The epidemic is raging across the world, with more than 300 cases and three deaths reported in the UK already at the time of writing.

Currently, neither Public Health England nor the Department of Health have issued instructions to landlords, but this is a fast-changing scenario and needs active monitoring.

For house share landlords, it’s probably good practise to implement basic hygiene guidance for tenants.

Public Health England has published the following advice:

Returning travellers

Stay indoors and avoid contact with other people if you’ve travelled to the UK from the following places in the last 14 days, even if you do not have symptoms:

  • Iran
  • Hubei province in China
  • Special care zones in South Korea (Daegu, Cheongdo, Gyeongsan)

Stay indoors and avoid contact with other people if you’ve travelled to the UK from the following places, even if you do not have symptoms:

  • Italy (since 09 March)

Stay indoors and avoid contact with other people if you’ve travelled to the UK from the following places in the last 14 days and have a cough, high temperature or shortness of breath, even if your symptoms are mild:

  • mainland China outside of Hubei province
  • South Korea outside of the special care zones
  • Cambodia
  • Hong Kong
  • Japan
  • Laos
  • Macau
  • Malaysia
  • Myanmar
  • Singapore
  • Taiwan
  • Thailand
  • Vietnam

Sharing a bathroom

If a self-isolated renter shares a loo, then set up a rota so that self-isolated person uses the bathroom last for washing.
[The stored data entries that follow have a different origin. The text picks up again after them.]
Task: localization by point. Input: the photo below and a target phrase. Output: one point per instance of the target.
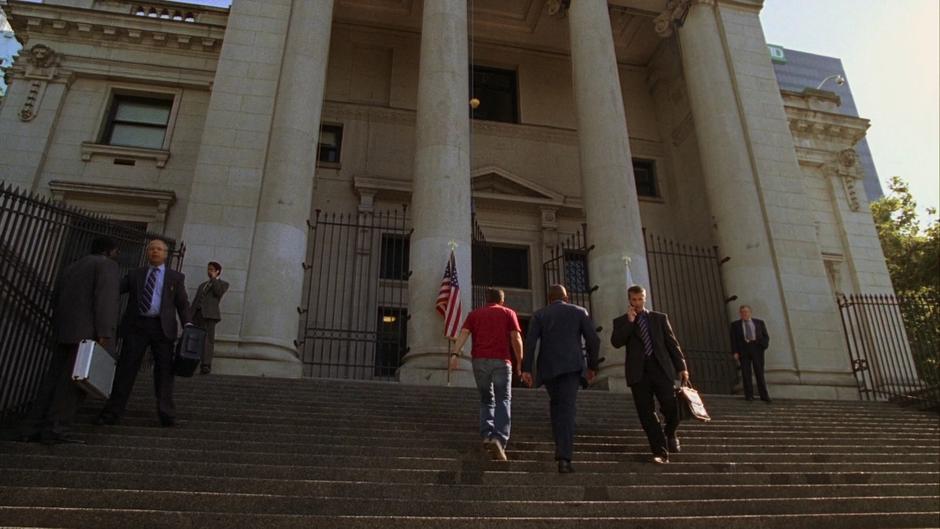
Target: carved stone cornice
(120, 23)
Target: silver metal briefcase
(94, 369)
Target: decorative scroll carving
(674, 16)
(42, 65)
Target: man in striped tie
(653, 364)
(156, 297)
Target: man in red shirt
(495, 329)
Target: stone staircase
(279, 454)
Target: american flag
(448, 299)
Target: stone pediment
(494, 182)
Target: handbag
(189, 350)
(690, 404)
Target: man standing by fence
(86, 304)
(156, 296)
(495, 329)
(205, 310)
(749, 340)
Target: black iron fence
(355, 306)
(893, 344)
(685, 283)
(38, 238)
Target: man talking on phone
(653, 363)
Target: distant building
(8, 49)
(797, 70)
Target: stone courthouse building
(326, 152)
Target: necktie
(643, 324)
(146, 299)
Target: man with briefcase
(156, 297)
(86, 304)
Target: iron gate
(567, 265)
(685, 283)
(355, 307)
(893, 344)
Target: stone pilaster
(607, 181)
(279, 246)
(440, 202)
(754, 189)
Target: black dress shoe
(674, 446)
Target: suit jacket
(207, 299)
(666, 348)
(738, 345)
(174, 301)
(86, 300)
(558, 330)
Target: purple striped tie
(147, 298)
(643, 324)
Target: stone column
(279, 246)
(607, 182)
(440, 203)
(730, 181)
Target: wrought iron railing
(685, 283)
(893, 344)
(38, 238)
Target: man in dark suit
(562, 331)
(86, 304)
(749, 340)
(156, 296)
(205, 310)
(653, 363)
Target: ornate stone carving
(674, 16)
(42, 65)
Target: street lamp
(836, 77)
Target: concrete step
(321, 453)
(152, 519)
(405, 491)
(122, 499)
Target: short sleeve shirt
(489, 327)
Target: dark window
(135, 121)
(645, 173)
(331, 143)
(496, 90)
(501, 266)
(394, 263)
(390, 341)
(576, 271)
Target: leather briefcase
(189, 349)
(691, 405)
(94, 369)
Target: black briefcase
(189, 350)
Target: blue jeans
(494, 381)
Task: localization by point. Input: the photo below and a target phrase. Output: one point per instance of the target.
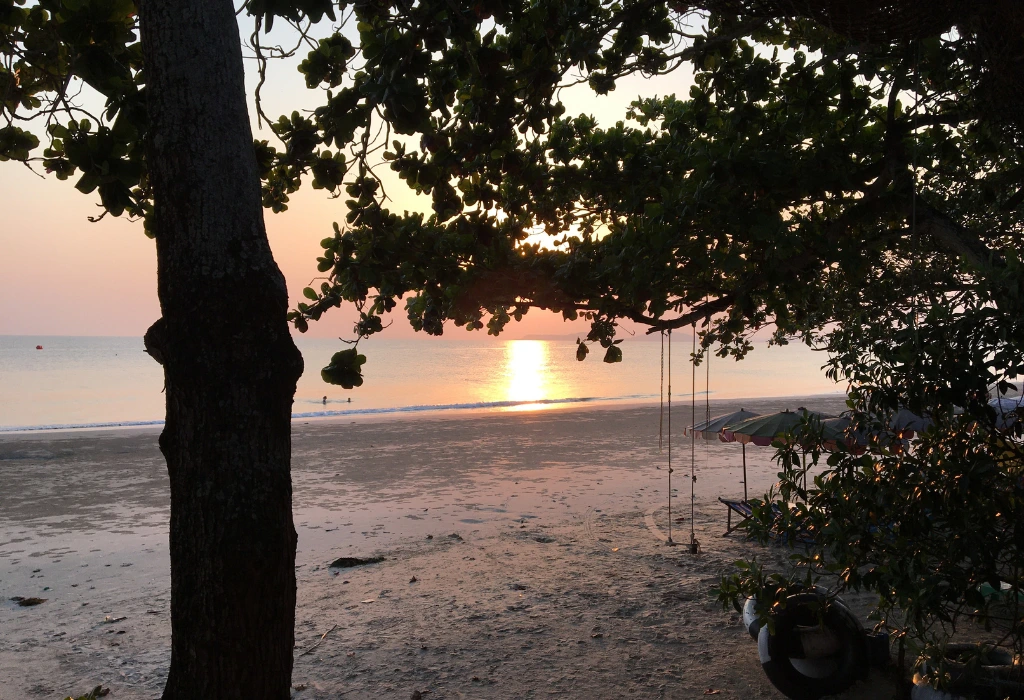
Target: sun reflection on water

They should not use towels anyone else uses and should the clean the bathroom thoroughly before leaving.

Sharing a kitchen

The self-isolated person should wear a face mask, use the kitchen after everyone else and take their food back to their room. The best way to wash up is with a dishwasher. Crockery should not be shared.

Who’s infected?

The good news is the risk of exposure and suffering a serious bout of coronavirus seems less for the under 25s than for the older population, with the elderly especially vulnerable.

Only 8% of reported cases in China were aged between 20 and 30 years old, according to the World Health Organisation.